Writing the code

Up to this point, we have only done the cleanup in our heads. I personally find this to be a much more rewarding exercise: to mentally clean up the data before actually cleaning up. This is not because I'm highly confident that I will have handled all the irregularities in the data. Instead, I like this process because it clarifies what needs to be done. And that in turn guides the data structures required for the job.

But, once the thinking is done, it's time to validate our thinking with code.

We start with the clean function:

// hints is a slice of bools indicating whether it's a categorical variable
func clean(hdr []string, data [][]string, indices []map[string][]int, hints []bool, ignored []string) (int, int, []float64, []float64, []string, []bool) {
  modes := mode(indices)
  var Xs, Ys []float64
  var newHints []bool
  var newHdr []string
  var cols int

  for i, row := range data {

    for j, col := range row {
      if hdr[j] == "Id" { // skip id
        continue
      }
      if hdr[j] == "SalePrice" { // we'll put SalePrice into Ys
        cxx, _ := convert(col, false, nil, hdr[j])
        Ys = append(Ys, cxx...)
        continue
      }

      if inList(hdr[j], ignored) {
        continue
      }

      if hints[j] {
        col = imputeCategorical(col, j, hdr, modes)
      }
      cxx, newHdrs := convert(col, hints[j], indices[j], hdr[j])
      Xs = append(Xs, cxx...)

      if i == 0 {
        h := make([]bool, len(cxx))
        for k := range h {
          h[k] = hints[j]
        }
        newHints = append(newHints, h...)
        newHdr = append(newHdr, newHdrs...)
      }
    }
    // add bias

    if i == 0 {
      cols = len(Xs)
    }
  }
  rows := len(data)
  if len(Ys) == 0 { // it's possible that there are no Ys (i.e. the test.csv file)
    Ys = make([]float64, len(data))
  }
  return rows, cols, Xs, Ys, newHdr, newHints
}

clean takes data (in the form of [][]string), and with the help of the indices built earlier, we want to build a matrix of Xs (which will be float64) and Ys. In Go, it's a simple loop. We'll read over the input data and try to convert that. A hints slice is also passed in to help us figure out if a variable should be considered a categorical or continuous variable.
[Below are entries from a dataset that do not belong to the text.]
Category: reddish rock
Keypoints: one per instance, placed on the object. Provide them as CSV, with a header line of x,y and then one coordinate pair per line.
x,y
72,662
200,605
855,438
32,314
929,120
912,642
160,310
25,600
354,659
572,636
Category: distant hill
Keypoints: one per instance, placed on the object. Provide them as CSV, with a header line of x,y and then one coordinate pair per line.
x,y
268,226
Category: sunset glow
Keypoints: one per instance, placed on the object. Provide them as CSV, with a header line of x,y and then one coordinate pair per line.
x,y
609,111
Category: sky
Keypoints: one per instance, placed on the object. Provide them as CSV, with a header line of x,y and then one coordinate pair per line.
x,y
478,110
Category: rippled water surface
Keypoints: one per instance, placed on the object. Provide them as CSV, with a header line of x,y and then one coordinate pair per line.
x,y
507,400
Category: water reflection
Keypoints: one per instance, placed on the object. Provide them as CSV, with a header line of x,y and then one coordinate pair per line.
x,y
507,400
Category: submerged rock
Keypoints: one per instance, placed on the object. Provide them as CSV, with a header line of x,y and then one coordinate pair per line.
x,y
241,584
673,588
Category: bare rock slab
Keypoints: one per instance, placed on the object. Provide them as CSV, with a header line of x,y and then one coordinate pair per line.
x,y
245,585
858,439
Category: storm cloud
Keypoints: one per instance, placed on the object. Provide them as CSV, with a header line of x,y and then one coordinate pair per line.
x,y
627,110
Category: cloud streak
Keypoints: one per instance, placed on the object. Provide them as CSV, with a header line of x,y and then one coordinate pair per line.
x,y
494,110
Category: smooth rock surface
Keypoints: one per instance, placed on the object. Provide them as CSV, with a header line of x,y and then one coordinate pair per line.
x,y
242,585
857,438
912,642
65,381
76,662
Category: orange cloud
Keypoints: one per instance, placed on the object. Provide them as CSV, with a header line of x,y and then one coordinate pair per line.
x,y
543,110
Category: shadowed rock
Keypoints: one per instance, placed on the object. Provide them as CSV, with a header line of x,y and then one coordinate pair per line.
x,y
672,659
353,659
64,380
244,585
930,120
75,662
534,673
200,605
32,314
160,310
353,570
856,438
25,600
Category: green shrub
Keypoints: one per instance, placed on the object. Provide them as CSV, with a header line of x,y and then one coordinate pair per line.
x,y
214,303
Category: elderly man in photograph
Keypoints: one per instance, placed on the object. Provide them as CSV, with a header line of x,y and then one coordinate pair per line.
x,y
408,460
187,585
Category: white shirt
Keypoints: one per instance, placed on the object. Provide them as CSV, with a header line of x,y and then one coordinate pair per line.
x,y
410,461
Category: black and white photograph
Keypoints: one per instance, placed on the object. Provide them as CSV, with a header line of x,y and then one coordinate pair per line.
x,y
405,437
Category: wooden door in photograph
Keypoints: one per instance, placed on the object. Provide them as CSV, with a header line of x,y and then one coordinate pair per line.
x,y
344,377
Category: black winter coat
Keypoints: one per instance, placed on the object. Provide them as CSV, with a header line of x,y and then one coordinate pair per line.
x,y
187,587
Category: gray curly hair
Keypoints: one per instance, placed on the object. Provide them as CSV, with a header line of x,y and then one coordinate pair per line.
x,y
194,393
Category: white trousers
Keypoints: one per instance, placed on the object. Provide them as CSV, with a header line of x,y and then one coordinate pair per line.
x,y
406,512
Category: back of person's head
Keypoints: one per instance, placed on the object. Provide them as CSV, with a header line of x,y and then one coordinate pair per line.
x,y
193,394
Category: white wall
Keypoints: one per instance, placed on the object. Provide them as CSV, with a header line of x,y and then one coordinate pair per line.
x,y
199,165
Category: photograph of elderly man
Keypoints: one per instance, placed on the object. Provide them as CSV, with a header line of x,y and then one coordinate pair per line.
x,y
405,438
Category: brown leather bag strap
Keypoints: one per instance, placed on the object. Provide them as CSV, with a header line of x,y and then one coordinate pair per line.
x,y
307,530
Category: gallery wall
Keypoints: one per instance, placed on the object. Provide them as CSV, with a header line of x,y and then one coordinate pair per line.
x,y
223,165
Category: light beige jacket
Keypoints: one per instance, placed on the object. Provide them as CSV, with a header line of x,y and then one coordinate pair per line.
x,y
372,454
In particular, the treatment of any year variables is of contention. Some statisticians think it's fine to treat a year variable as a discrete, non-categorical variable, while some statisticians think otherwise. I'm personally of the opinion that it doesn't really matter. If treating a year variable as a categorical variable improves the model score, then by all means use it. It's unlikely, though.

The meat of the preceding code is the conversion of a string into []float64, which is what the convert function does. We will look in that function in a bit, but it's important to note that the data has to be imputed before conversion. This is because Go's slices are well-typed. A []float64 can only contain float64.
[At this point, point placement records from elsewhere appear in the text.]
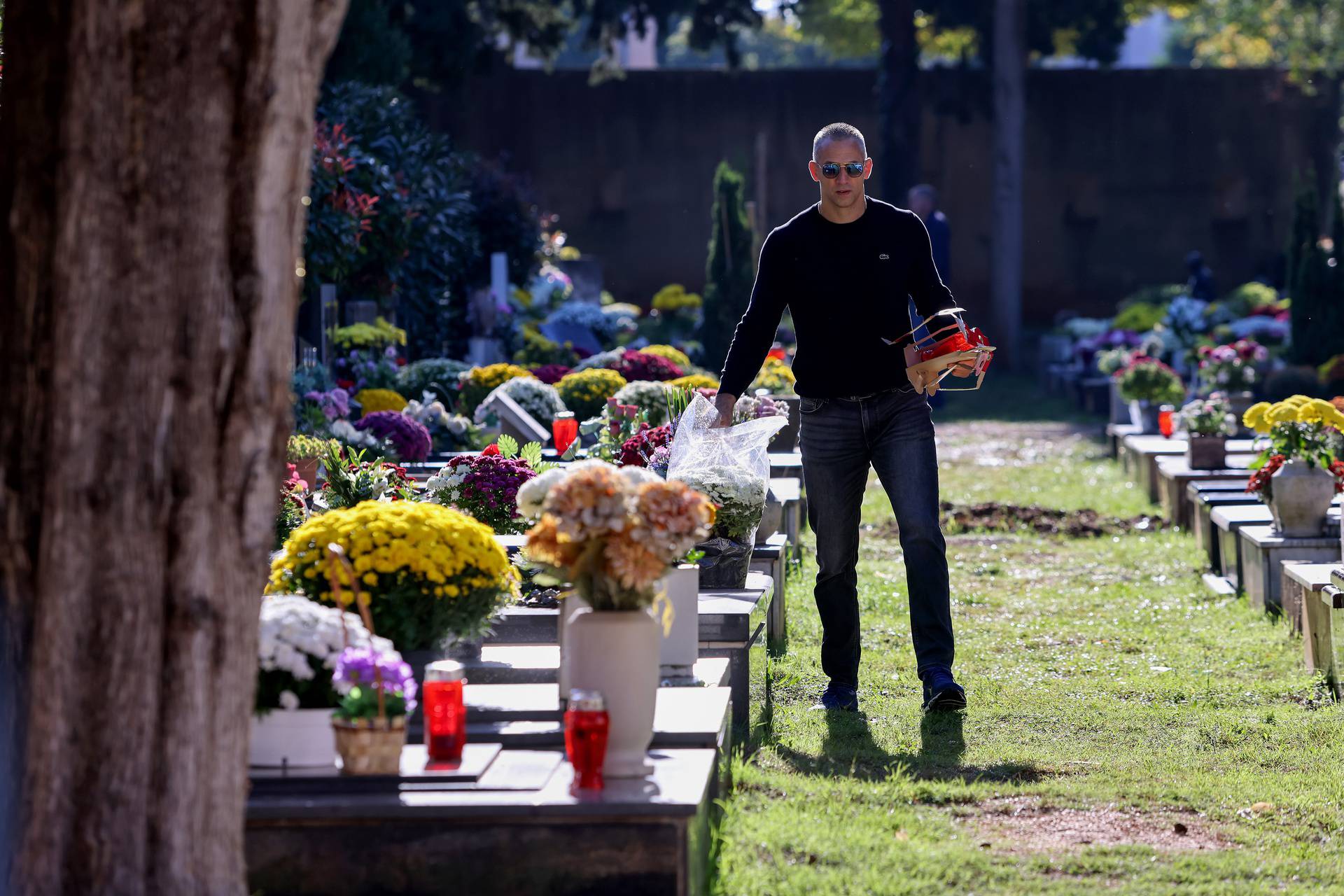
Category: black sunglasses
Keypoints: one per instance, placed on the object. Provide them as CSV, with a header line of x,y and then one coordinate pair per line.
x,y
832,168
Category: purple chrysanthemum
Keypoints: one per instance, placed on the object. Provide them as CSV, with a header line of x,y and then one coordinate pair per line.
x,y
409,438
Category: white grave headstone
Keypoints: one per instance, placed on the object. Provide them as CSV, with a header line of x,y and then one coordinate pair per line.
x,y
515,421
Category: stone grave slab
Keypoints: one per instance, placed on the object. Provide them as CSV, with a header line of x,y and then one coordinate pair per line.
x,y
1227,522
1307,609
636,836
772,559
526,716
1202,522
1264,552
1175,476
While it's true that we can also replace any unknown data with NaN, that would not be helpful, especially in the case of categorical data, where NA might actually have semantic meaning. So, we impute categorical data before converting them. This is what imputeCategorical looks like:

// imputeCategorical replaces "NA" with the mode of categorical values
func imputeCategorical(a string, col int, hdr []string, modes []string) string {
  if a != "NA" || a != "" {
    return a
  }
  switch hdr[col] {
  case "MSZoning", "BsmtFullBath", "BsmtHalfBath", "Utilities", "Functional", "Electrical", "KitchenQual", "SaleType", "Exterior1st", "Exterior2nd":
    return modes[col]
  }
  return a
}

What this function says is, if the value is not NA and the value is not an empty string, then it's a valid value, hence we return early. Otherwise, we will have to consider whether to return NA as a valid category.

For some specific categories, NAs are not valid categories, and they are replaced by the most-commonly occurring value. This is a logical thing to do—a shed in the middle of nowhere with no electricity, no gas, and no bath is a very rare occurrence. There are techniques to deal with that (such as LASSO regression), but we're not going to do that right now. Instead, we'll just replace them with the mode.
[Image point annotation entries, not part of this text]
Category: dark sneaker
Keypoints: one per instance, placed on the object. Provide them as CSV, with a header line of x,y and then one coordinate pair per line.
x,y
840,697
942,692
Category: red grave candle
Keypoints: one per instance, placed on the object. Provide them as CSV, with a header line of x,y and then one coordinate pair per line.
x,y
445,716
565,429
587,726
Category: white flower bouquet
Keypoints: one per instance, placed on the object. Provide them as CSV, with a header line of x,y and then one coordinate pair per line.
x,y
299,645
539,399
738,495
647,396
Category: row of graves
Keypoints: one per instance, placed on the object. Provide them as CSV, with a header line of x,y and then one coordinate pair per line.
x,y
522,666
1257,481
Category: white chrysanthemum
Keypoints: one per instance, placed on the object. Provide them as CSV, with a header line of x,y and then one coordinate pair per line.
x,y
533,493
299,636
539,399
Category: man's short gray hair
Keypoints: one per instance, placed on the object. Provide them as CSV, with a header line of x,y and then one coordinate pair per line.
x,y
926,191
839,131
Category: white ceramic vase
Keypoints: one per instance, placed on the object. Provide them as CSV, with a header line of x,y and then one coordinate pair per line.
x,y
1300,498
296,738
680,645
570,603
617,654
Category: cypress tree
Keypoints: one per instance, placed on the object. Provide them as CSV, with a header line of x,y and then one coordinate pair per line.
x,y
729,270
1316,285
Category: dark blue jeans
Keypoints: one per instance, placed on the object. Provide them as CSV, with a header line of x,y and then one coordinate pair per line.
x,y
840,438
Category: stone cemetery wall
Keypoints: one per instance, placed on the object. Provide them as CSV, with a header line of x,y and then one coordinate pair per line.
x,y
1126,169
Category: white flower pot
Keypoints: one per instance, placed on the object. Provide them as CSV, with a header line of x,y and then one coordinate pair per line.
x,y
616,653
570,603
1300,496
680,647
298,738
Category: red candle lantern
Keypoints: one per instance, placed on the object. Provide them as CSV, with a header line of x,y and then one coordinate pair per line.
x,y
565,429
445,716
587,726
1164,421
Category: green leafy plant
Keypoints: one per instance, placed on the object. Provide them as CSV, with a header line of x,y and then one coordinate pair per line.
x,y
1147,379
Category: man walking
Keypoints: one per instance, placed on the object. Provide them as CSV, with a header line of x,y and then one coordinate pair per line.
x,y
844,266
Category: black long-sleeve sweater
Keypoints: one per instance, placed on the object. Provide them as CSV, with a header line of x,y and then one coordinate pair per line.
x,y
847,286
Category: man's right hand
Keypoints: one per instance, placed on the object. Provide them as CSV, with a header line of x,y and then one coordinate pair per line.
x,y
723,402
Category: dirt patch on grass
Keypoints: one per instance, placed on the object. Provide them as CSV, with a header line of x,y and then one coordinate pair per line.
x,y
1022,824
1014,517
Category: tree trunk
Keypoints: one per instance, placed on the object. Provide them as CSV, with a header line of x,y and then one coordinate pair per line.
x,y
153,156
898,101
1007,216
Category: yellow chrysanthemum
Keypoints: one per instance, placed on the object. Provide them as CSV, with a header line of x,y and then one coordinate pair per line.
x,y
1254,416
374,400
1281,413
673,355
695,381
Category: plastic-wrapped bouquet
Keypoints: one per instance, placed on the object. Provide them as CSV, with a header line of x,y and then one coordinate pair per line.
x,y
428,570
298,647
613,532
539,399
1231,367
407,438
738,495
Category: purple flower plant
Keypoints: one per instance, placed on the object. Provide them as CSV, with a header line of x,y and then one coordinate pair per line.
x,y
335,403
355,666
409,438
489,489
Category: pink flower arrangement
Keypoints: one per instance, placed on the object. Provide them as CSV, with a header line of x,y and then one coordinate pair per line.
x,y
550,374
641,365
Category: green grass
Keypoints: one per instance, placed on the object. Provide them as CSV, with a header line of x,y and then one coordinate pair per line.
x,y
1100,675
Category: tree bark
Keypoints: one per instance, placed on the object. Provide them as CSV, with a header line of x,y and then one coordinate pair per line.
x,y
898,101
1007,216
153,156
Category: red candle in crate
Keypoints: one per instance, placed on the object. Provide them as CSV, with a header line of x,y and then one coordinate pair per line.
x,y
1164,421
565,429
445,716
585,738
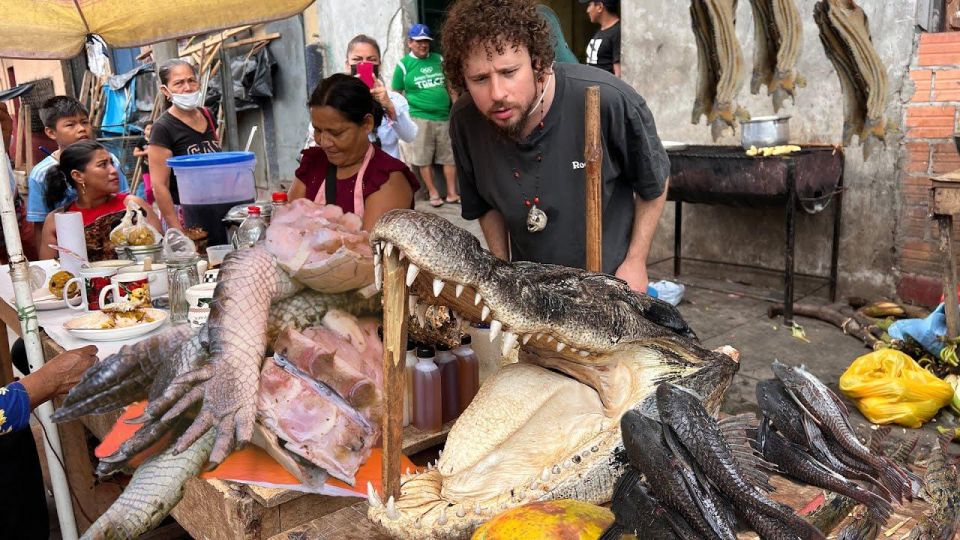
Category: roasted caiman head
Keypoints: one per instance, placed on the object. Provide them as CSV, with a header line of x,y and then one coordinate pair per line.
x,y
547,427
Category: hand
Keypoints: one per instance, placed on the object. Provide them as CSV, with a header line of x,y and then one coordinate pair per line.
x,y
634,272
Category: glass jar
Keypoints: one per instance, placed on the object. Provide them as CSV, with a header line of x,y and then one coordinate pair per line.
x,y
182,273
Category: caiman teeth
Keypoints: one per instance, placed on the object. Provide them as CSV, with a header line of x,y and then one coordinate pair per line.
x,y
392,509
509,340
412,272
495,327
372,498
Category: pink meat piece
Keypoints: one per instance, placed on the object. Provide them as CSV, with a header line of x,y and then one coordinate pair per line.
x,y
353,370
314,423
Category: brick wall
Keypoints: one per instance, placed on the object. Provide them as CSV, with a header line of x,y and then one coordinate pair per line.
x,y
931,119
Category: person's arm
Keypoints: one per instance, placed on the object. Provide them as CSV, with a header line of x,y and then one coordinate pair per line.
x,y
152,217
395,193
646,215
48,236
160,181
58,375
494,229
297,191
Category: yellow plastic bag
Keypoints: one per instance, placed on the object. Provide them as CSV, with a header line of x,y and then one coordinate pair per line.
x,y
889,387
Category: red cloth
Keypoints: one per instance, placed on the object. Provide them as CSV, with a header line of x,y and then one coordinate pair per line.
x,y
313,170
92,214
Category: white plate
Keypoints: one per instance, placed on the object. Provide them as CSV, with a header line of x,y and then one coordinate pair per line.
x,y
118,334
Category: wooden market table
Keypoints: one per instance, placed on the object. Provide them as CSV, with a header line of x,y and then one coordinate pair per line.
x,y
210,509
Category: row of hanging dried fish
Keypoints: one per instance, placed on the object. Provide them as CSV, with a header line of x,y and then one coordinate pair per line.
x,y
778,31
The mode was calculated in the clean function. This is a very simple definition for finding the modes; we simply find the value that has the greatest length and return the value:

// mode finds the most common value for each variable
func mode(index []map[string][]int) []string {
  retVal := make([]string, len(index))
  for i, m := range index {
    var max int
    for k, v := range m {
      if len(v) > max {
        max = len(v)
        retVal[i] = k
      }
    }
  }
  return retVal
}

After we've imputed the categorical data, we'll convert all the data to []float. For numerical data, that will result in a slice with a single value. But for categorical data, it will result in a slice of 0s and 1s.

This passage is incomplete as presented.